Mardi 25 et mercredi 26 mai 1869

De Une correspondance familiale

Lettre d’Eugénie Desnoyers (Nogent-le-Rotrou-Launay) à son époux Charles Mertzdorff (Vieux-Thann)


Launay Mardi 25 Mai 69

Tu dois maintenant, mon cher Ami, connaître le résultat des élections de notre canton[1] ; et j'espère que je vais recevoir ma petite dépêche me disant que M. Keller a obtenu la majorité et que mon mari me revient bientôt. Tu dois être ennuyé de tes longues séances de maire d'autant plus qu'en rentrant tu ne trouves pour te reposer qu'une maison envahie par les ouvriers. Pauvre Ami, ce n'est pas amusant pour toi, ni pour nous de te savoir ainsi.
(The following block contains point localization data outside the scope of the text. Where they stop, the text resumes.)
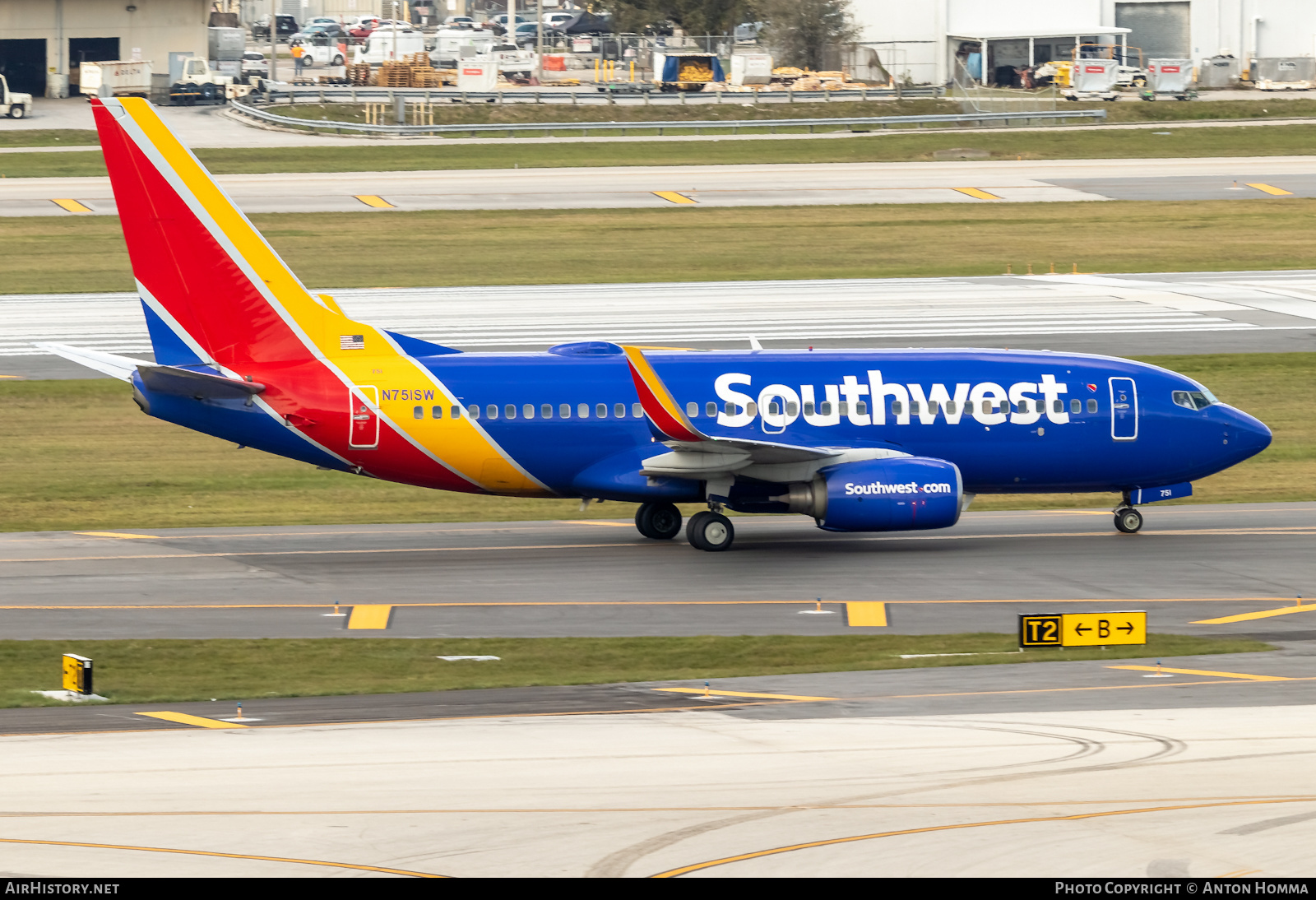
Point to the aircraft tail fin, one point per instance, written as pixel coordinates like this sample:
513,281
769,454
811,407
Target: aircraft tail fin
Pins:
206,274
Papa[2] va nous quitter dans un instant, il va retourner pour quelques jours au collier de misère car ce bon père est si heureux ici que c'est avec regret qu'il quitte son cher Launay.

Le beau temps est revenu et avec lui les promenades et les courses dans les bois. Nos fillettes[3] ont l'air de se très bien trouver de ce régime, elles ont toutes deux des mines qui font plaisir à regarder. Jean[4] continue à avoir une profonde admiration pour ses petites amies, et sa passion pour sa chérie Emilie ne fait que croître et embellir. On fait des parties de rire qui donnent envie de s'en mêler. Voilà ma petite Founi qui arrive en chantant ; ce matin elle s'est réveillée comme un petit rossignol et me voyant presque prête, elle s'est vite habillée et nous sommes descendues de compagnie à la messe de 7 h. C'est ma Mie qui a eu un désespoir de ne pas s'être réveillée à temps pour être aussi de la partie, mais une bonne promenade dans les Renardières[5] l'a consolée.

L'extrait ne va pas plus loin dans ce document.